RENOWNED economist Milton Friedman would never have imagined that acceptable returns on shareholders’ investment would remain to be the only measure for assessing a corporation’s success because for him there is only one responsibility of business—to utilize its resources and perform activities designed to boost profits so long as it follows the rules of the market without fraud or deceit.
But current geopolitical and business complexities and the radical change in regulatory policies of countries all over the world now encourage and sometimes require corporations to take an active role in social reform and action. These realities have changed the traditional landscape for businesses and the way they operate. Societal demands have increased the pressure for the Board of Directors of companies to move from a purist “rights and duties” role to one of good governance.
Larger role in society
And part of governance is confronting the escalating impact of environmental, social and political issues associated with a company’s daily activities. Companies are now increasingly conscious about the impacts of their operations—pollution, climate change, unfair labor conditions, hunger, political unrest and human rights. Since the demand of different stakeholders for more socially responsible operations are relentlessly growing, companies are left with no choice but to accept and integrate these concerns into their practices. Benchmarks and internal systems have been developed to assess performance on the basis of the aforementioned impacts. All of these initiatives are now described in one term—“corporate social responsibility” or CSR.
Good for the bottom line
The positive correlationship between good financial performance and CSR is now becoming clearer more than ever. In fact, many economic researches reveal that financial markets are rewarding or punishing companies based on their perceived social performance. Companies are realizing that there may be temporary tradeoffs between CSR goals and profitability, but on a long-term basis, there are greater opportunities for competitive mileage from establishing a social value dimension into typical corporate strategy. CSR initiatives enhance shareholder value by compelling companies to properly manage the risks, evaluate new markets, monitor and anticipate governmental and regulatory action while contributing to the developmental and welfare needs of the societies where they operate. In sum, CSR attracts more investors, the right employees, improves the company’s brand, leads to a positive reputation and pushes overall market performance.

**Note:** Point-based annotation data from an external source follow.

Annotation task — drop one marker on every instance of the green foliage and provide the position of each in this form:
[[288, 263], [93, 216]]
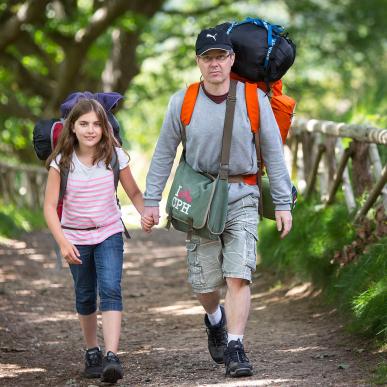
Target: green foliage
[[14, 221], [380, 377], [307, 251], [358, 289], [339, 73]]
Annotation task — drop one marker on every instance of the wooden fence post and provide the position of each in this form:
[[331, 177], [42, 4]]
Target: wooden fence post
[[373, 195], [313, 174], [342, 168], [377, 169]]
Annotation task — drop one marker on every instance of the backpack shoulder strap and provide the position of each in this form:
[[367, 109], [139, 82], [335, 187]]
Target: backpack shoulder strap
[[252, 105], [115, 167], [64, 174], [189, 103]]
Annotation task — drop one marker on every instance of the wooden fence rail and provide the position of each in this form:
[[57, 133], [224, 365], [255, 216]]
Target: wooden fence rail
[[320, 163], [323, 158]]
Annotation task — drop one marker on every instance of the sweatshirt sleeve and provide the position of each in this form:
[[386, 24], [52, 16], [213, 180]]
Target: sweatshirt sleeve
[[273, 156], [165, 152]]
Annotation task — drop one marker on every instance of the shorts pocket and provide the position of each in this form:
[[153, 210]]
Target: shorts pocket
[[195, 270], [251, 247], [251, 201]]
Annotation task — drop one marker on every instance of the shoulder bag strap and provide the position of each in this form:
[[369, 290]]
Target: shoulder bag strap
[[227, 131]]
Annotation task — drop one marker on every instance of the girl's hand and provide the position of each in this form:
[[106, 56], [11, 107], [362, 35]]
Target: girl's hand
[[284, 222], [147, 223], [70, 253]]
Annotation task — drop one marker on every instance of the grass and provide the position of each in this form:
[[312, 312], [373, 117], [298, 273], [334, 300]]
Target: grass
[[14, 221], [357, 289], [307, 251]]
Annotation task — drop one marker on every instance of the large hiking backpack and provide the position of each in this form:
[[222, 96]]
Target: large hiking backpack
[[263, 52], [262, 56]]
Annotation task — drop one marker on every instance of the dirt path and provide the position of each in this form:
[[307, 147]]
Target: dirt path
[[291, 339]]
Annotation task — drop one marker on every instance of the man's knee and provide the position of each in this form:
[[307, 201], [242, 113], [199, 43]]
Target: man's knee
[[236, 283]]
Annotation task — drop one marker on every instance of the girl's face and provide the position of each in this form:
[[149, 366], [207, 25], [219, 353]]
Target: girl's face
[[88, 130]]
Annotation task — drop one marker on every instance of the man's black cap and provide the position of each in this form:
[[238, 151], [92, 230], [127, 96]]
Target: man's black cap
[[212, 39]]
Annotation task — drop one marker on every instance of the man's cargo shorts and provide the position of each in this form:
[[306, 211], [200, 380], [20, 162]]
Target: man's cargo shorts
[[232, 255]]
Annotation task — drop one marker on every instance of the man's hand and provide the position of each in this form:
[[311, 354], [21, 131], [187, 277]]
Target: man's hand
[[284, 222], [149, 218]]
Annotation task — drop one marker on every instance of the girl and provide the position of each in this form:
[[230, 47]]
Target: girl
[[89, 233]]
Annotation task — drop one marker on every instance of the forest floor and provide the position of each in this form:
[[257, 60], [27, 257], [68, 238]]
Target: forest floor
[[292, 338]]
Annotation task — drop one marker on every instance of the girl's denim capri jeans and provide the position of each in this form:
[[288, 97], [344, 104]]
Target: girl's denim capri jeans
[[101, 269]]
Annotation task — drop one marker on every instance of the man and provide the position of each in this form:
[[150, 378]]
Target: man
[[231, 259]]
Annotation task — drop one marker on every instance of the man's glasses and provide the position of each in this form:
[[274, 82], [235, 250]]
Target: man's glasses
[[221, 58]]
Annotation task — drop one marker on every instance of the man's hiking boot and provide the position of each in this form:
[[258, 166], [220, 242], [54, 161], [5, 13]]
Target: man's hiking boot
[[111, 368], [93, 363], [217, 337], [236, 361]]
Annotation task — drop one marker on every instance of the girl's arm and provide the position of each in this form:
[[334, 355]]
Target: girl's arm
[[131, 188], [68, 250]]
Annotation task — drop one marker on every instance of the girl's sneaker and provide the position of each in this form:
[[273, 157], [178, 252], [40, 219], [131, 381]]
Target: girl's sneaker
[[111, 368], [93, 363]]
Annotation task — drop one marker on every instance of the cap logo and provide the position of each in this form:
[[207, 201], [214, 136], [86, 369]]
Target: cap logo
[[211, 36]]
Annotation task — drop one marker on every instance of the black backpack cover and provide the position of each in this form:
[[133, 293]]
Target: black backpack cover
[[263, 52]]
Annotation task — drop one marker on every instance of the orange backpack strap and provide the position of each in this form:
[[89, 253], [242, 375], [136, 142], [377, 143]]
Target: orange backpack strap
[[252, 105], [189, 103]]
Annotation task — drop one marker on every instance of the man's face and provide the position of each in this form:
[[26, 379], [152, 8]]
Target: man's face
[[215, 65]]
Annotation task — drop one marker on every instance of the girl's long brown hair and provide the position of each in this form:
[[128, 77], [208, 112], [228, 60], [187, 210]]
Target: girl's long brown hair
[[68, 141]]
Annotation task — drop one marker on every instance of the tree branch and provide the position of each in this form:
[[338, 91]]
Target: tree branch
[[30, 11], [122, 66], [99, 22], [13, 108], [27, 79], [199, 11]]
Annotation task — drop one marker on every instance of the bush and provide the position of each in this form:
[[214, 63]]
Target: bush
[[14, 221], [307, 251], [358, 288]]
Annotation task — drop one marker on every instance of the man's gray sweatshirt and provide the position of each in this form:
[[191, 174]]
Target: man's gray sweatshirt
[[204, 143]]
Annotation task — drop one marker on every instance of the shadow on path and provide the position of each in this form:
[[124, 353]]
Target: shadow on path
[[291, 339]]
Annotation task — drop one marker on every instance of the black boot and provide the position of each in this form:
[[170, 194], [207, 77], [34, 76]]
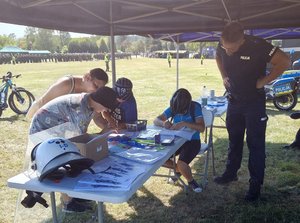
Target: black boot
[[225, 178], [254, 191]]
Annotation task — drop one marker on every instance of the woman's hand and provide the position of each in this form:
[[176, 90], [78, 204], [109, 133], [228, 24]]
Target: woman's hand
[[178, 126], [167, 125]]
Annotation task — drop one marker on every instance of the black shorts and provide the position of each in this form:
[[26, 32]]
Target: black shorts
[[188, 151]]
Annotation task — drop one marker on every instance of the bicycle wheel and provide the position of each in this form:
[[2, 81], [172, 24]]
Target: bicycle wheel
[[20, 100]]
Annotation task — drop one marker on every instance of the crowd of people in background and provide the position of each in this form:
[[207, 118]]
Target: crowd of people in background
[[8, 58]]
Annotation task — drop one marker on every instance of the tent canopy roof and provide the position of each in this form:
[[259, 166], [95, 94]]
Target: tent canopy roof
[[144, 17]]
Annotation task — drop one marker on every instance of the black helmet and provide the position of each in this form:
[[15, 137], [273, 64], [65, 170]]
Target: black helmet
[[123, 87], [180, 102]]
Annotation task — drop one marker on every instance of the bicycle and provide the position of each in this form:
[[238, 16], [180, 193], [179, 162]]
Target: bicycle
[[19, 99]]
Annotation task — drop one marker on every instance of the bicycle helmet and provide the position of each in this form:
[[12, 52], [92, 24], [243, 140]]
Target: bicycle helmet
[[123, 87], [49, 156], [180, 102]]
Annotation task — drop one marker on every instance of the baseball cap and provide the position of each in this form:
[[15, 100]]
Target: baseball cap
[[105, 96]]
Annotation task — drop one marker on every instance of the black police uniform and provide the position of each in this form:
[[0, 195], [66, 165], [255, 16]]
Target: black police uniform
[[246, 107]]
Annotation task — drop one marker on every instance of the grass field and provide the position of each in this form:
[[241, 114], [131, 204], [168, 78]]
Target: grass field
[[154, 82]]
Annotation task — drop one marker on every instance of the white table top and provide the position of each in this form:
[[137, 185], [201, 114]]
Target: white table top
[[29, 181]]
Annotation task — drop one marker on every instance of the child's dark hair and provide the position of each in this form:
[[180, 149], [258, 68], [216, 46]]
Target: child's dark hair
[[180, 102]]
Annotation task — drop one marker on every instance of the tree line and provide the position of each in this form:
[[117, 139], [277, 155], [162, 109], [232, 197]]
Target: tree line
[[62, 42]]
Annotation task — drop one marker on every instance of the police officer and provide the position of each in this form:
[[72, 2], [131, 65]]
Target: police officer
[[106, 59], [242, 61]]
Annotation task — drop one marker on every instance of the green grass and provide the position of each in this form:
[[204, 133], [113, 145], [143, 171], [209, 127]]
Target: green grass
[[158, 201]]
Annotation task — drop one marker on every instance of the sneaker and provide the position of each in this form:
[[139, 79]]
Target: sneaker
[[225, 178], [173, 180], [80, 200], [73, 206], [254, 192], [195, 186]]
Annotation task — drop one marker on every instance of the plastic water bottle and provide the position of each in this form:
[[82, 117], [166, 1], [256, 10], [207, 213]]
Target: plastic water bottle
[[204, 96]]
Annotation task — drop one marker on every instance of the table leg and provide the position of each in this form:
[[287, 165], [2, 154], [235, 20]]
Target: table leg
[[100, 212], [53, 207]]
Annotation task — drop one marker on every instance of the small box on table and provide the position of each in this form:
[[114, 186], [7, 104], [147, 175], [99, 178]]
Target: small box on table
[[93, 146]]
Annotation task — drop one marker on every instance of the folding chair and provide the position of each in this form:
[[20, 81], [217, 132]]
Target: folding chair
[[207, 146]]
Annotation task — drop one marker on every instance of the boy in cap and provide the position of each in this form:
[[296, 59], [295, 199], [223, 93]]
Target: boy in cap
[[79, 110], [126, 112], [89, 82]]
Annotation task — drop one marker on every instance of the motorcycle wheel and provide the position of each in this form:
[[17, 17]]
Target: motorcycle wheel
[[20, 101], [286, 102]]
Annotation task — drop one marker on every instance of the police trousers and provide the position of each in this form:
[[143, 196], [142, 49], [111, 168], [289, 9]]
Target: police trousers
[[249, 118]]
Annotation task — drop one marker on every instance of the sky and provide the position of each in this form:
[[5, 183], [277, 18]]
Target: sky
[[6, 29]]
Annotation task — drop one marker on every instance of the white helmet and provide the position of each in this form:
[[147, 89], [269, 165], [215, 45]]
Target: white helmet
[[48, 156]]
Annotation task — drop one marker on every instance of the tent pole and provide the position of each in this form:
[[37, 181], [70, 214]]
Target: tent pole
[[112, 47], [177, 63]]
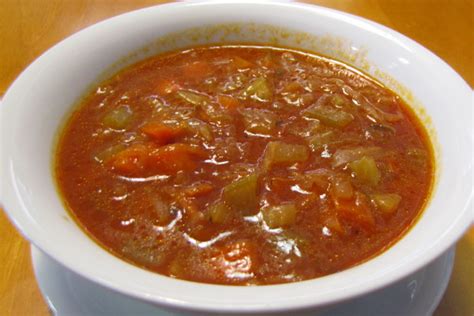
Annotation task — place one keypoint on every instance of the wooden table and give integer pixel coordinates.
(29, 27)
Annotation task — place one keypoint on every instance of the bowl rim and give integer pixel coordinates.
(462, 222)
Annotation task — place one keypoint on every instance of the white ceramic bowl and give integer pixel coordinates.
(37, 102)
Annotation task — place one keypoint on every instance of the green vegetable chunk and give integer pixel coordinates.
(241, 195)
(259, 121)
(118, 118)
(280, 216)
(278, 152)
(366, 171)
(218, 213)
(329, 116)
(386, 203)
(343, 156)
(259, 89)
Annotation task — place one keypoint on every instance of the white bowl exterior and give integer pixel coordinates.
(39, 99)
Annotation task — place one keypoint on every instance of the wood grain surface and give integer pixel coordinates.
(29, 27)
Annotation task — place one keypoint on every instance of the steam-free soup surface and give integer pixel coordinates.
(243, 165)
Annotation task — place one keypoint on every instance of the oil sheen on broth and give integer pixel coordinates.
(243, 165)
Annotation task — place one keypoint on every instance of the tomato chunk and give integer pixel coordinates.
(145, 160)
(161, 134)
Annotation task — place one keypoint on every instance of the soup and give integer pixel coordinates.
(244, 165)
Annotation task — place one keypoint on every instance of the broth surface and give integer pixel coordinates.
(244, 165)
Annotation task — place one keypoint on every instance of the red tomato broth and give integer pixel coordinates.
(148, 181)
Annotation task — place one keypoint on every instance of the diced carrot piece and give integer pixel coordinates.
(356, 212)
(198, 189)
(161, 134)
(166, 86)
(236, 261)
(228, 102)
(197, 70)
(131, 160)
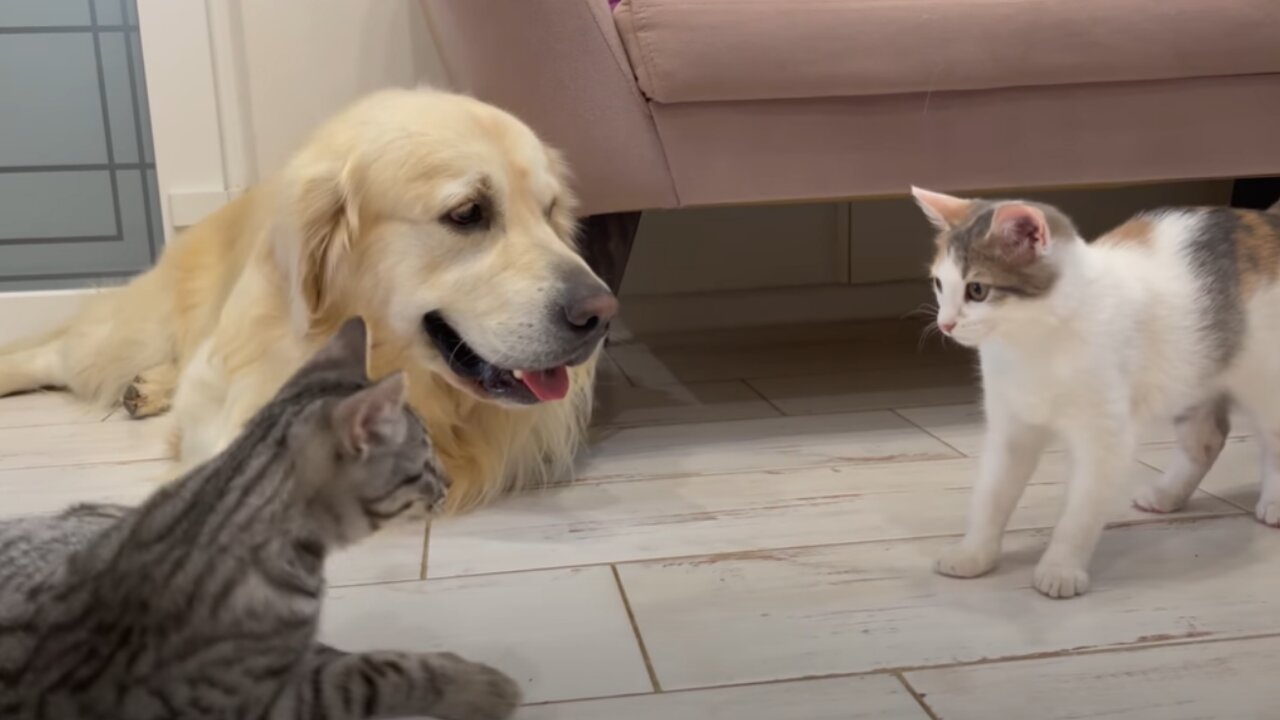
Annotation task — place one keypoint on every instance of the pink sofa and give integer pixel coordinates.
(685, 103)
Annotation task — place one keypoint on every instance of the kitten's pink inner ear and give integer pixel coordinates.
(1023, 227)
(373, 415)
(944, 210)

But not everyone is impressed with companies and their present “fixation” with CSR. Some financial analysts and critics dismiss CSR as nothing more than a convenient public relations strategy. Others argue that CSR is a mere ‘‘window dressing,” “greenwash” and a pathetic attempt of companies to shirk from their legal responsibility by showing acts of corporate kindness and benevolence to hide the truth behind their misdeeds. Certain non-governmental organizations and cause-oriented groups have, likewise, shared their view of CSR as an effective preemptive move of companies to stop governments from acting as watchdogs over their activities. In fact, ethical compliance stakeholders observed that in many instances, CSR is even being used as a vehicle for graft and corruption in the area of charitable donations and social performance endeavors. Donations are being given left and right to social organizations that are chaired or managed by government officials, their relatives or minions. CSR has become a political accommodation.
These criticisms must be taken very seriously if companies are genuinely concerned with doing good. Process and governance-wise, companies must rigorously develop their respective assurance frameworks where there are common parameters to measure CSR goals, simple processes in place to achieve benchmarks, internal auditing and probably, a system where these goals can be externally verified by independent and reputable accredited bodies.
With CSR continuing to be a critical business issue, it is to be expected that companies shall face the challenge of proving to their investors, employees, customers and the general public that they strive to create value for both their shareholders and society in general. Striking that delicate balance is key. From philanthropy to being a real vehicle for social and economic change, this should direct how a company’s CSR platform should be measured. After all, there is always a large room in the marketplace for responsible and ethical firms.